Here are some ocilloscope traces taken from wires at the Engine ECU. I used a Tektronics TDS 360 borrowed from my former employer. Only channel 1 was active and I selected 20 MHz input bandwidth. Ground was taken from a screw in the chassis near the ECU. I clipped the probe to a very small screwdriver which I was able to poke into the back of the connectors until it made contact with the pin assembly. I didn't worry about triggering since by pushing a button the ocilloscope stored a bitmap of the screen. These bitmaps, rotated and cropped, are linked to this page. Although the images are small in file size, they are large on the screen so I have not placed them directly in this web page and you will need to open them from the hyperlinks.
The Engine ECU sends a signal to each of the four injectors. I took two traces from injector 1, the signals to the other three being similar. The first trace was taken as soon as possible after starting the car, I believe during the "pre-heat" phase when the oxygen sensors and catalytic converter are heated and the engine does not power the car. The second trace was taken a little while after the first when I noticed that the pulses had become narrower. Presumably, the "pre-heat" phase had ended and the engine was idling normally. In both traces, you can see that the pulse period is about 92.5 ms. This indicates that the engine was running at about 1300 r.p.m. (there is one pulse at each injector per two crankshaft revolutions). The signal inactive level is around 14 volts, the voltage of the auxiliary battery when the car is on.
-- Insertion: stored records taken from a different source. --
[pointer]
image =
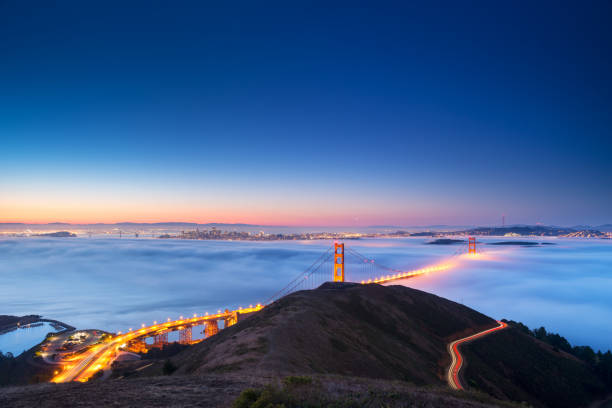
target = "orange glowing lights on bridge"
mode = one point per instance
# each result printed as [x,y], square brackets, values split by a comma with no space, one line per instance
[101,356]
[410,274]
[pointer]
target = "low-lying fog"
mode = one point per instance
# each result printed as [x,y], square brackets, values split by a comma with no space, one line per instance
[115,284]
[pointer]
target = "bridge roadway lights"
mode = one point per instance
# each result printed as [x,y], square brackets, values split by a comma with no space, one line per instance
[211,328]
[185,335]
[338,262]
[160,339]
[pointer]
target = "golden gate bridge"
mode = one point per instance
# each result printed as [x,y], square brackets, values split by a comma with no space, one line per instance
[341,263]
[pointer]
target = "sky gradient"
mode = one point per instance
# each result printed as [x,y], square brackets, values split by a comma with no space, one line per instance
[305,114]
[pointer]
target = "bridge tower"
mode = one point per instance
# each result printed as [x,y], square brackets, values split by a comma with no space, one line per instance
[338,262]
[185,335]
[472,245]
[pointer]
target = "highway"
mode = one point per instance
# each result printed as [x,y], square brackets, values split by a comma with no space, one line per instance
[457,359]
[101,356]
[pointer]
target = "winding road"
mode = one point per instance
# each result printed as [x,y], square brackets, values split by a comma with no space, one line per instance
[457,360]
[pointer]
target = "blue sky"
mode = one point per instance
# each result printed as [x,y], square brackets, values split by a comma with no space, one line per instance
[311,114]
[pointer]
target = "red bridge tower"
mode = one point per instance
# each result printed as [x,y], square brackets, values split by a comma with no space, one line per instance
[338,262]
[472,245]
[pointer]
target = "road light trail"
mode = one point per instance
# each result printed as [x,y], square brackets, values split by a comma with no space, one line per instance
[101,356]
[452,375]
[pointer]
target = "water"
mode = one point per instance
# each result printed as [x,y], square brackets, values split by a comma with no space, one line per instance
[23,339]
[114,284]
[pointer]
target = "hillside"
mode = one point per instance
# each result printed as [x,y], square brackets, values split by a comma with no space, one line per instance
[513,365]
[349,329]
[350,345]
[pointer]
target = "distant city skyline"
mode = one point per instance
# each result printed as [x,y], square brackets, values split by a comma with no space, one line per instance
[306,115]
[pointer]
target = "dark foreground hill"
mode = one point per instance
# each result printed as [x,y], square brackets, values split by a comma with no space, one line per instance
[341,345]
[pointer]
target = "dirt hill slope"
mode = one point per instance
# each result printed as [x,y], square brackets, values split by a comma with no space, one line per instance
[341,328]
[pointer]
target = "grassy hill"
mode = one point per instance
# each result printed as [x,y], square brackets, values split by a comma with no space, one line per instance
[513,365]
[342,345]
[348,329]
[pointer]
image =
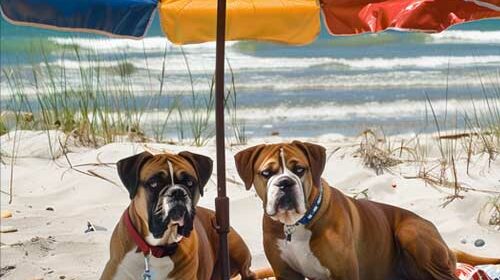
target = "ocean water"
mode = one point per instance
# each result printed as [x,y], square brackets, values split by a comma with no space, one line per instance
[337,85]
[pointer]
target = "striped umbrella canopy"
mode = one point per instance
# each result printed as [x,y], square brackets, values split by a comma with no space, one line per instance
[295,22]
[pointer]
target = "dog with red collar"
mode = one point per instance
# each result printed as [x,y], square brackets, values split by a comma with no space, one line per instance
[163,234]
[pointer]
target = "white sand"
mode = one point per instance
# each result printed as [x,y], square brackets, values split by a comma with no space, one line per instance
[50,244]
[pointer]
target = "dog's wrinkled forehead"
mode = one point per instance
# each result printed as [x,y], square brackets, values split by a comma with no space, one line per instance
[278,154]
[160,163]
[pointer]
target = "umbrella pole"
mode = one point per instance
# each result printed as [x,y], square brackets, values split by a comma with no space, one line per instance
[222,201]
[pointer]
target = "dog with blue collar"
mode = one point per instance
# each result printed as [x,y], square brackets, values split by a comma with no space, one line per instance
[312,230]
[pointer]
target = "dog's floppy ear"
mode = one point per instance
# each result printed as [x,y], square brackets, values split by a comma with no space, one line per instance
[129,170]
[203,166]
[316,155]
[244,163]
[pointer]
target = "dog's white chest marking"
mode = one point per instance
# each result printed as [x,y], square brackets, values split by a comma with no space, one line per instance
[132,267]
[298,255]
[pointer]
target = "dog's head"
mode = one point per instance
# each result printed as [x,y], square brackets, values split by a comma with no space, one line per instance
[165,189]
[283,175]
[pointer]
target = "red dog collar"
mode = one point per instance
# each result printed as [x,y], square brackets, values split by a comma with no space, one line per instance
[143,246]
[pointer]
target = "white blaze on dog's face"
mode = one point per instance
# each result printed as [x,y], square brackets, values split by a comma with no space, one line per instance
[284,176]
[165,190]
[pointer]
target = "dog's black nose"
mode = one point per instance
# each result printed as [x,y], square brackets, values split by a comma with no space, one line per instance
[285,183]
[178,195]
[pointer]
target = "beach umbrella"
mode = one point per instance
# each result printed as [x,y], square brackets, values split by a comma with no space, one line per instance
[295,22]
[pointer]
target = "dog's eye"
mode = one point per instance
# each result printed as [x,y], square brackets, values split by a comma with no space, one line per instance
[266,174]
[154,183]
[299,170]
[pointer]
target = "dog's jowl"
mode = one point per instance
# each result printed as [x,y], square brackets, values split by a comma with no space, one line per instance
[163,234]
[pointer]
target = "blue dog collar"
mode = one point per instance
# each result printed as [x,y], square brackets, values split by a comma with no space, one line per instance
[307,218]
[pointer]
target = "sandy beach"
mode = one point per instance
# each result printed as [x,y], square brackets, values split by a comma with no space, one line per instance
[53,199]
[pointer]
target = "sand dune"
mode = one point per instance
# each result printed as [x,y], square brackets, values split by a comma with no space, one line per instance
[52,202]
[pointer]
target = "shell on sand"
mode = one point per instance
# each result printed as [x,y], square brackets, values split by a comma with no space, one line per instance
[7,229]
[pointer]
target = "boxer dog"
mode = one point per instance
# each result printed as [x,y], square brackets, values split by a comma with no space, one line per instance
[312,230]
[163,234]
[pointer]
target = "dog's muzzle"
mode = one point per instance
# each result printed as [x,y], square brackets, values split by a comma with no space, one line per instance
[177,205]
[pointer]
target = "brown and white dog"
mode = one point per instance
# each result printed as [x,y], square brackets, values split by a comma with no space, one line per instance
[312,230]
[162,219]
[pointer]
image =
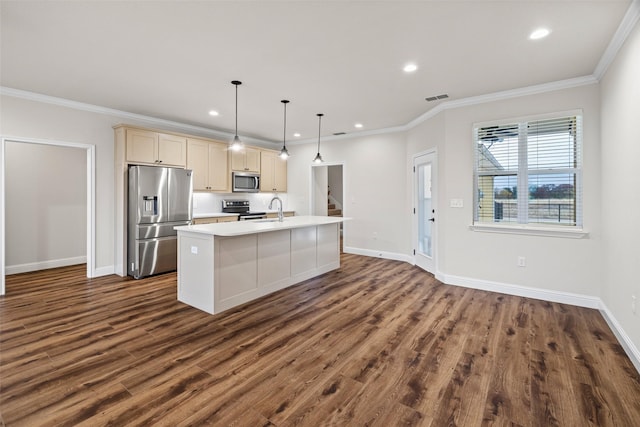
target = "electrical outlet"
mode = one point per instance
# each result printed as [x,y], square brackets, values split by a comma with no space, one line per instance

It appears to pulse to a low voltage to open the injectors. The pulse width is about 6 ms in the first trace and 2 or 3 ms in the second trace.
There seems to be the potential for measuring fuel flow here. The four injector signals could be combined with an old-fashioned diode-transistor logic NAND gate. Using discrete diodes would allow them to be located near the Engine ECU so that only one wire would be needed running away from it. The positive pulses that result could be simply passed through a low-pass filter to extract a signal representing the proportion of time for which one of the injectors is open. Although fuel flow in grammes per second would not be known, the signal should be approximately proportional to fuel flow and would serve as an excellent indicator.
The Engine ECU sends a signal to each of the four igniters and a fifth signal to all four together. I took a trace from igniter 1, the signals to the other three being similar. You can see that the pulse period is about 91 ms. This indicates that the engine was running at about 1320 r.p.m. (there is one pulse at each injector per two crankshaft revolutions). The signal inactive level is close to zero volts and positive going pulses to about four volts appear to be the command to fire the igniter. The pulse width is about 2.5 ms. I also took a trace from the signal to all igniters. Here, the inactive level is a little over 5 volts, perhaps the supply voltage of some logic circuits. Negative going pulses to about 0.8 volts appear to be the firing commands. These pulses are much narrower than the individual igniter signals at around 1 ms. Their period is a little more than 25 ms, indicating that the engine was then running at just over 1200 r.p.m. I am led to believe that people have used this all-igniter signal as the input to a tachometer.